Slovenian trio Voodoo Mule is heavier and filthier than most stoner rock bands. The fuzz flows thick and viscous, just the way you like it, downtuned all the way to hell which must be where their swaggering groove riffs originate. They play slow enough at times to be classified as stoner doom, but for now we’ll just call it thick bottomed rock n roll as a foundation.
These boys play around with their riffs like a hungry cat plays with a mouse, improvising mid-stride and batting the thing around with pick-handling paws. 1000ccs rumble from the exhaust pipe of a Kyuss-made green machine with black (sabbath) trim. One song flows into the next the way mercury travels through the brain, devouring all in its path. For this reason, the album never stops to take a breath. “It was recorded in one day,” says band member Fabijan Purg “except for the vocals which were recorded separately in about an hour”. Such a hectic recording schedule may provide some insight as to why this album just keeps going. But it’s not one of those albums where it just sounds like one song over an over again for 40 minutes. There’s enough variation between the songs to distinguish them quite easily from each other, a simple thing really, but not something that is always handled successfully, it’s all the more important to do so when it comes to an album whose songs are linked.
For the most part, ‘Voodoo Zoo’ stays within the blazing confines of stoner rock, but those dread notes of doom seep into the party on opening track “Honeyland”, whose slow, thick pace and sugary goodness matches the song title adroitly and “Church Snake”, eventually canvassing the remainder of the album in their deadly fumes. Eventually the entire affair gives way to feedback and this is the point at which you know everyone has dropped dead. After a short, restless sleep, we are treated to an early demo, which, sounds like it might have been recorded just outside the door of the practice space. “It was recorded at a rehearsal at one time just jamming,” reveals Jernej (guit/voc). “[The] Device used was a pocket sound recorder and then some studio magic made it sound like it was recorded next doors.” What the muddy recording lacks in punch it makes up for in feel and crazy guitar solos and again they jump right from one song into the next. If nothing else it shows the band’s head down, one song to the next ethos that permeates the album, in this instance in a more naturalistic setting and gives a clue to what the live Voodoo Mule experience must be like: a ceaseless tidal wave of noise.
So that’s what the live experience is like for the audience, but what is it like for the band itself? Slovenia isn’t too well known for its rabid fan base of stoner doom fans. Is something happening there beneath all of our noses that we are not aware of? A scene threatening to envelop all in its path? Are Voodoo Mule nothing but “hipster opportunists” latching on to a larger scene because it is popular? The band scoffs at the notion, “Most of the guys that listen to this kinda music play in stoner bands as well so...5 bands, 4 members average. Yes! a scene of about 20 and our girlfriends, which are obligated to come to the shows.” Playing only for other bands is a familiar frustration the world over, but what these Mules are doing is no less exciting for the band’s current lack of a large homegrown following. They are doing it for all the right reasons.

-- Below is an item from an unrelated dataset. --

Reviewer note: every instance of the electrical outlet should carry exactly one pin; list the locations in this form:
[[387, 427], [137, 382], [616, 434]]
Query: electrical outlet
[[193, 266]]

It begs another question, with such a little movement towards stoner rock at home, how did the guys in the band even discover this kind of music? “I was about 14,” Jernej says, “watching to viva zwei, 2ROCK(it was on every day at 8pm) and I heard Feel good hit of the summer by Queens of the stone age...and so it began. ” Nearly exactly the same way stoner rock as I understood it was introduced to me around the same time on the opposite side of the world only, the song was “The Lost Art of Keeping a Secret”.
This is genuine music, by a bunch of dudes in their twenties with typical problems and typical delights, who aren’t in it for the fame or notoriety, they just wanted to rock out in the best style imaginable. But now that you’ve gotten to know Voodoo Mule but perhaps still aren’t convinced to try them out, don’t do it for any of the reasons listed above, do it because the seven songs and 40 minutes of ‘Voodoo Zoo’ will make you nod your head, tap your feet and maybe headbang a little or even smile the smile of satisfaction. Do it because it is slow, heavy, loud and it is excellent, maybe even surprisingly so.
One final note: apologies for the confusion about the identity of our mysterious “inside source” Fabijan Purg. Officially, the band is made up of three pieces, Jagnje (guitar, vocals), Iguana (bass) and Hippo (drums). Well, when a zoo animal start talking to you from behind the bars of the cage, little things like real identity slip past your mind, and you are compelled to shut up and listen.